On January 23,1918, Campbell filed in this court the application now before us, asking leave of this court to petition the lower court for a modification of the judgment. The application was accompanied by an affidavit in which it is averred that lot 28 was in the same situation as other lots in block 71 in so far as the legality of the assessment was concerned, and that the court in fact did order the assessment upon the lot canceled, but that it was not included in the formal judgment entered through mistake and inadvertence; the affidavit further averring that the applicant did not discover the omission until the city had threatened to enforce the assessment after the return of the remittitur from this court.
The city of Seattle opposes the application on the ground that it was not made within a year after the *138entry of the judgment in the trial court. Against this the applicant contends, first, that it is an application under §303 of the code (Rem.), and that there is no limitation as to the time within which an application may he made to relieve from a judgment on the grounds therein recited, notwithstanding there may he a limitation to an application under Rem. Code, §§ 464-473. In support of this position, the applicant cites the case of Marston v. Humes, 3 Wash. 267, 28 Pac. 520. It must be conceded that the case as decided holds that, outside of the general statute of limitation, there is no limitation as to the time within which a party may be relieved from a judgment taken against him through his mistake, inadvertence, surprise, or excusable neglect. It will be seen, however, from an examination of the opinion, that the question was not much considered by the court, as it was “practically conceded by counsel for the petitioner that . . . the court had jurisdiction to enter the order in question, . . . ” But if the case is to be taken as authority for the proposition, it has been many times overruled.
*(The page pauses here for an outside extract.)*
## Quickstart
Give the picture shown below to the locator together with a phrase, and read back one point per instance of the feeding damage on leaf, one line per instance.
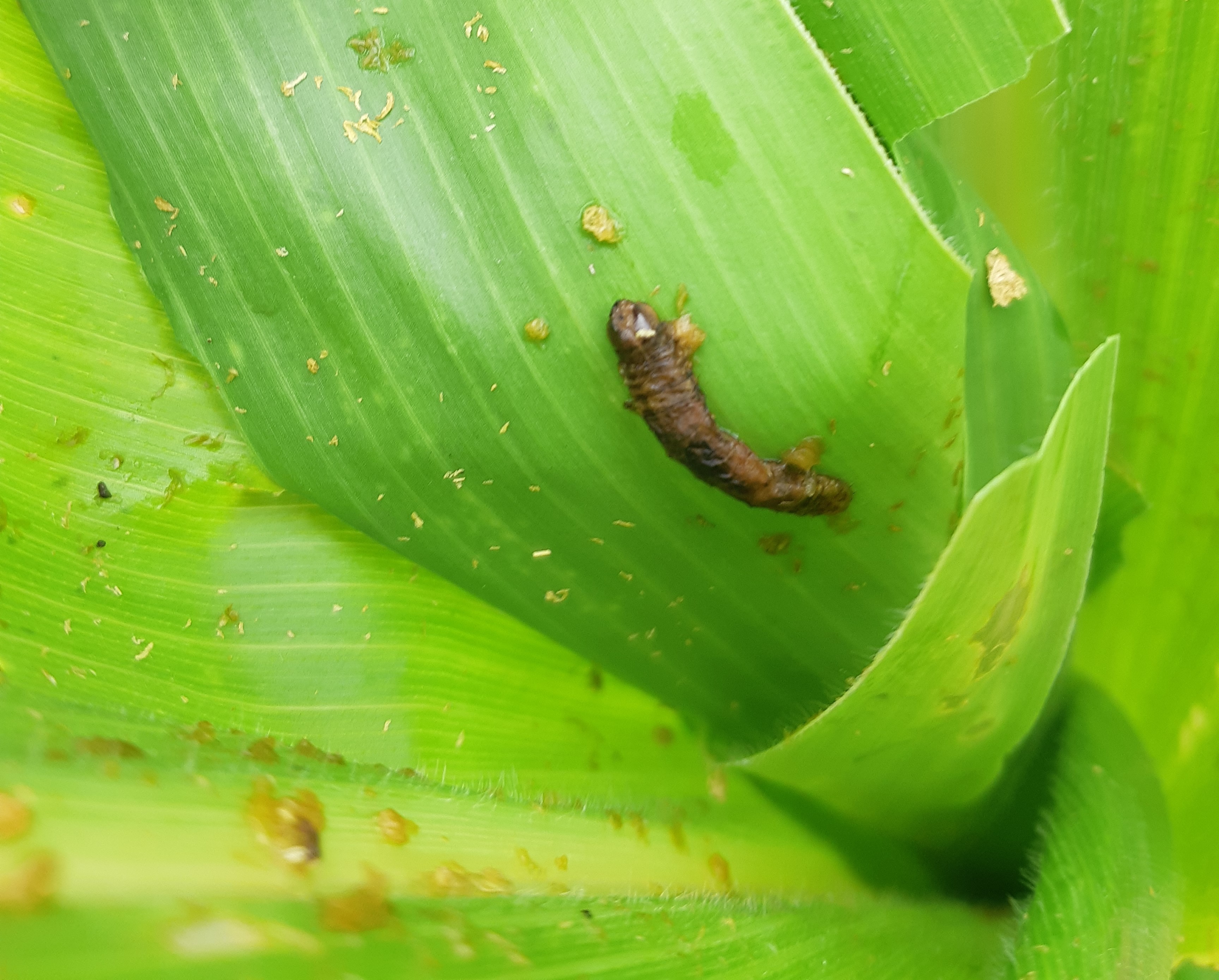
(654, 360)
Since the decision in that case, although without directly referring to it, we have repeatedly held that the limitation of one year prescribed in § 466 of the code fixed the extreme limit within which judgments can be vacated on motion or by petition.
The question was squarely before us in Keith v. Rose, 59 Wash. 197, 109 Pac. 810. That was an appeal from a judgment entered in an action brought to recover real property sold under a judgment in a tax foreclosure proceeding which had been vacated on motion after the sale was made and after the limitation of one year. We held the vacation without force, because made after the year had expired and after the court had lost jurisdiction over the subject-matter. In *139the course of the opinion Chief Jnstice Rudkin used this language:
“Proceedings to vacate a judgment must be instituted under either section 303 or section 464, Rem. & Bal. Code. Under section 303 as originally enacted (Code of 1881, § 109), the application had to be made within a reasonable time, not exceeding five months after the expiration of the term. Terms of court were abolished by the constitution, and the limit with reference to the term was left out of the amendment of February 26, 1891, Laws of 1891, p. 106 (Rem. & Bal. Code, § 303), but the legislature did not thereby intend that such motions should be entertained at any time after judgment. Section 466, Rem. & Bal. Code, fixes the extreme limit beyond which judgments cannot be vacated on motion at one year, and such has been the limitation uniformly applied by this law. Greene v. Williams, 13 Wash. 674, 43 Pa.c. 938; Denton v. Merchants’ Nat. Bank, 18 Wash. 387, 51 Pac. 473; Boston Nat. Bank v. Hammond, 21 Wash. 158, 57 Pac. 365; Twigg v. James, 37 Wash. 434, 79 Pac. 959; Scott v. Hanford, 37 Wash. 5, 79 Pac. 481.”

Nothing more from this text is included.